Let's return to Cheryl and her urinary tract infection. On her check-out sheet, the provider wrote the diagnosis code from the ICD to define Cheryl's problem. This sheet will then go to the billing department, and a coder will enter it into the office's system to get reimbursement from the insurance company.
Also, Cheryl's diagnosis code will go into a medical database. A researcher can find that over eight million people per year are diagnosed with UTIs, making it a worthy topic to study. Likewise, a health information technologist will realize urinary tract infections are a common ailment and terminology related to them needs to be available in electronic medical record technology.

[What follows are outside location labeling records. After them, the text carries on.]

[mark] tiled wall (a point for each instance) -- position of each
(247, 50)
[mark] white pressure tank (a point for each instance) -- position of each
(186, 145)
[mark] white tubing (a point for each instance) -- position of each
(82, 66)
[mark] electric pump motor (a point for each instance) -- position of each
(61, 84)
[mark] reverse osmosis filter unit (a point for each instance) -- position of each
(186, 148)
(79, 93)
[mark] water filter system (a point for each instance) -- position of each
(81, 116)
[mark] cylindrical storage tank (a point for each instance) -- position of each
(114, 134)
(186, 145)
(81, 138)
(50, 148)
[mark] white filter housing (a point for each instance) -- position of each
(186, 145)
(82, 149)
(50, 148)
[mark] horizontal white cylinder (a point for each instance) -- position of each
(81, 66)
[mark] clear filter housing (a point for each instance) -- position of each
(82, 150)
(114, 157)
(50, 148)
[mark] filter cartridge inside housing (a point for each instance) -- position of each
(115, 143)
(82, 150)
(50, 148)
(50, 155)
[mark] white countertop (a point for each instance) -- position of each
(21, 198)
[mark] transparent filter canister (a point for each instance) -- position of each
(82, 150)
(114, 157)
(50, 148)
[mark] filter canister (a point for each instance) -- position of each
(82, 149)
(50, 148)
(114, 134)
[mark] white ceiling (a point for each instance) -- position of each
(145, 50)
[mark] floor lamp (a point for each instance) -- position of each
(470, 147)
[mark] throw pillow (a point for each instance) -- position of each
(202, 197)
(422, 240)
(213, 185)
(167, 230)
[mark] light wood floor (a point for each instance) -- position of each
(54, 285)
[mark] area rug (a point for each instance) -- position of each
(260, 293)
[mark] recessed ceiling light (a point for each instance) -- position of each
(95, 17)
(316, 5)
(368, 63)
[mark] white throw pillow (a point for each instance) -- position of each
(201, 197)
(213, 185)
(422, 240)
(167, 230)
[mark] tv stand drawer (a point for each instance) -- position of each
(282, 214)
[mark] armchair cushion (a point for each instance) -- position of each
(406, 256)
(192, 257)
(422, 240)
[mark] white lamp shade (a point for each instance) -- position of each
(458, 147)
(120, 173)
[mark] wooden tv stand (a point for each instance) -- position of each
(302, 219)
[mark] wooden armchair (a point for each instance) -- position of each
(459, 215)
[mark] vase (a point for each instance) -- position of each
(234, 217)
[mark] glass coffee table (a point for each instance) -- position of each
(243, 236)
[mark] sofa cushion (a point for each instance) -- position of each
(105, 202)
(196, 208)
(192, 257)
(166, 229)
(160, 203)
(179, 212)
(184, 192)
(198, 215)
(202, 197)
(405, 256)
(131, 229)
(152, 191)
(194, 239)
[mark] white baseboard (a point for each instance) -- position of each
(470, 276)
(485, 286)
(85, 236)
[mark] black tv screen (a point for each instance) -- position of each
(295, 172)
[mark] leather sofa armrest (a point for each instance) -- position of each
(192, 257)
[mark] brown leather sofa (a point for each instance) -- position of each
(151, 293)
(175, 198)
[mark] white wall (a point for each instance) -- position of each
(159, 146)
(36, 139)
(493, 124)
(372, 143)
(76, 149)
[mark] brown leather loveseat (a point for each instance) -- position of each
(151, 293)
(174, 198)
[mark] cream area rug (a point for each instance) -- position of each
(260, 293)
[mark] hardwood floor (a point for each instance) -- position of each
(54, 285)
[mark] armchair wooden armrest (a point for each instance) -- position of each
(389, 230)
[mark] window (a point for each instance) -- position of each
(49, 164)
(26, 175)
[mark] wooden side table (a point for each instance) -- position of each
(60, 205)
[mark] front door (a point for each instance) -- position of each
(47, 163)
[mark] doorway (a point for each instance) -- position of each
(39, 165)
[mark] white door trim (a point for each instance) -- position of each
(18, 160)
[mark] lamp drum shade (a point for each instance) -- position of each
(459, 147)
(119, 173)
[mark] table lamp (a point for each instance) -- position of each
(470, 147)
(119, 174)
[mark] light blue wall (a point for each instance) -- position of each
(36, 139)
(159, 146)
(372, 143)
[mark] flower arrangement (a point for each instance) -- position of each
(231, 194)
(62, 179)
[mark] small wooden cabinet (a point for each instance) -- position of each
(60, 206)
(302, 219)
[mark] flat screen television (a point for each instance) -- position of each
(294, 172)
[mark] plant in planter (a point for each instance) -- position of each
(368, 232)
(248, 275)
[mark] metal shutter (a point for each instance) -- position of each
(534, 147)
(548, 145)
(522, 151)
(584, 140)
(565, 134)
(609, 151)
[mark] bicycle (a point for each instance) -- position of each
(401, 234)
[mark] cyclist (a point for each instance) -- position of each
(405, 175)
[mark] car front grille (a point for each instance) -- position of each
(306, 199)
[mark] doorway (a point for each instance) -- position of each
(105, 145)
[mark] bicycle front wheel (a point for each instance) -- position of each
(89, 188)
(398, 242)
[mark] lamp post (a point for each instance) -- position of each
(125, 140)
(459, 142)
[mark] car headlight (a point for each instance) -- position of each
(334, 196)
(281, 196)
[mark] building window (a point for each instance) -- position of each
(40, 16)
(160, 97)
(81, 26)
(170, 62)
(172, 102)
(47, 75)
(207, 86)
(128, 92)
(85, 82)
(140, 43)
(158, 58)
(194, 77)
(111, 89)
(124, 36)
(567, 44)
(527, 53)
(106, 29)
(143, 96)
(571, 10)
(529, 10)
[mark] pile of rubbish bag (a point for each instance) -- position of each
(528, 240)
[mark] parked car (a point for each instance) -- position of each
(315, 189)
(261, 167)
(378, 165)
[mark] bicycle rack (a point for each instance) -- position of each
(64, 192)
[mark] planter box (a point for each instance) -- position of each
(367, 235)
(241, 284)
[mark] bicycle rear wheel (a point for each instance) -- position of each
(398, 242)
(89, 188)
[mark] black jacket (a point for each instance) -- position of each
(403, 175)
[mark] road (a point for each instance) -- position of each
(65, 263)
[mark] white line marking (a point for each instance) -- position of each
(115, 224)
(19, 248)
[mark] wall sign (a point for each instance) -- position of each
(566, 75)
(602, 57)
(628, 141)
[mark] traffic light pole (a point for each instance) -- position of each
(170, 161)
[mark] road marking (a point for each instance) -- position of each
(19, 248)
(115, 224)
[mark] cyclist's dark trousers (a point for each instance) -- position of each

Finally, policy makers will include code N39.0 for urinary tract infections in legislation detailing federal coverage of such conditions. Whoa. That's some journey for one tiny diagnosis code, but this is the impact it can have!
So, to recap, all of these groups utilize the ICD coding system for various purposes:
Health information managers and technologists
In summary, the World Health Organization (WHO) publishes the International Classification of Diseases (ICD) coding manual. Contained within this manual are hundreds of thousands of diagnosis codes, which are codes composed of a series of letters and/or numbers that represent specific diagnoses, symptoms, or procedures.
These diagnosis codes are used by a wide variety of professionals, ranging from the medical to the legislative. So, while a television show based on medical coding may never be on prime-time, at least you'll know the importance these diagnosis codes play!